The classical methods of feature selection shown in the results, forward selection and backward elimination, present similar results when models with 30 features are generated, which reach accuracies greater than 88%. While reducing the number of features to 5, using the same methods, the accuracies are above 78%, which represents a considerable reduction in the accuracy of the classifiers, although with the benefit of the reduction in the amount of data used.

Therefore, the GA approach demonstrates an important feature reduction, only 14% of original features (5), reaching higher accuracy than the models created with more features (30 or 34) and almost the same of models with 27 features (Akaike criterion), which in terms of mobile devices means less processing power consumption needed with almost the same accuracy than much more complex models.

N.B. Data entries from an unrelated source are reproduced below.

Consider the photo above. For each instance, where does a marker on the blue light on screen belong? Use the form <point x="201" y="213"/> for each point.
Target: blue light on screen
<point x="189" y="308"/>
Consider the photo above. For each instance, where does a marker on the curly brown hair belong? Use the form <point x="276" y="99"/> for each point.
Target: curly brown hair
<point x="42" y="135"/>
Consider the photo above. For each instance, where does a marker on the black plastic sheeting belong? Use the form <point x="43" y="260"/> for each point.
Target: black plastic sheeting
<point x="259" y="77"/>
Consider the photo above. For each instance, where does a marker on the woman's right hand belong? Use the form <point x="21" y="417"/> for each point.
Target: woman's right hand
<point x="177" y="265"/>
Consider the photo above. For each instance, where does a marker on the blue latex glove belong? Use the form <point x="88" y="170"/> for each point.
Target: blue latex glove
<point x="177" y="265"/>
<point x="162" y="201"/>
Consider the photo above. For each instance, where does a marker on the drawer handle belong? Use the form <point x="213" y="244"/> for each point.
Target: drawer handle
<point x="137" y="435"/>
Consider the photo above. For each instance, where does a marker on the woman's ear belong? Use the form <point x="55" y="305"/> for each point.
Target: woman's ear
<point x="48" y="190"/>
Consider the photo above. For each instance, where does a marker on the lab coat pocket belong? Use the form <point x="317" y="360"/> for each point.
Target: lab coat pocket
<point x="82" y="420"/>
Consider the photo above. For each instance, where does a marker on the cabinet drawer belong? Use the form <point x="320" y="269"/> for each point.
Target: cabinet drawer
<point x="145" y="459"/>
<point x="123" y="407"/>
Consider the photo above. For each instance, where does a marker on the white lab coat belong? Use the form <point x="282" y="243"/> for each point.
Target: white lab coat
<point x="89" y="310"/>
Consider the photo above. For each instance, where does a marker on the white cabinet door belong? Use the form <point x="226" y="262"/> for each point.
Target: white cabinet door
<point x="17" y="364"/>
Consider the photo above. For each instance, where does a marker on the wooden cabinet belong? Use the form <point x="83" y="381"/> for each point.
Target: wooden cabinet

From GA behavior described in figure 1 to figure 15, there are several interesting points that must be mentioned:(i)Figures 1, 2 and 5, which correspond to the evolutionary process of k-NN, NC, and Rpart, present a particular behavior. These low-computational cost algorithms in the mutation process include features that decrease the fitness of the model, and finally these features are excluded almost immediately from the selection.(ii)In Figures 7, 9 and 15, the comportment described above is remarked, almost equivalent frequency of the finally selected features for each of the algorithms.(iii)Otherwise, it is shown in Figures 3 and 4 that algorithms such as RF and ANN have a smooth evolutionary process, given the capabilities to find more complex relationship between features.

Hence, from the results obtained in Section 3, it can be concluded that the five-feature sets determined by the genetic algorithm used achieve similar accuracies to the models generated using the original set of features, but with the advantage that there is an 80% reduction in the dataset size, including all its implications, such as a faster data processing, which is very important when working with applications for mobile devices since its resources are limited.

5. Future Work

The present work allows us to demonstrate that it is possible to generate children activity classification models using environmental sound by applying feature selection through genetic algorithms, preserving accuracies greater than 81% and reducing the set of data used by 85%; however, some aspects can be worked on in the future. The proposed future work is as follows:(i)To work with a different set of features. To extract a larger feature set from the audio files to verify the behavior of the feature selection methods now analyzed with a different set of features and contrast the results with those obtained in this work to finally determine the subset of features that best describes the activities.(ii)To combine feature selection methods. Generate classification models using subsets of features resulting from the combination of the method proposed in the present work with the classical methods of feature selection such as forward selection and backward elimination.

Data Availability

Open data files are available at https://ingsoftware.reduaz.mx/amidami

Conflicts of Interest

The authors declare that they have no conflicts of interest.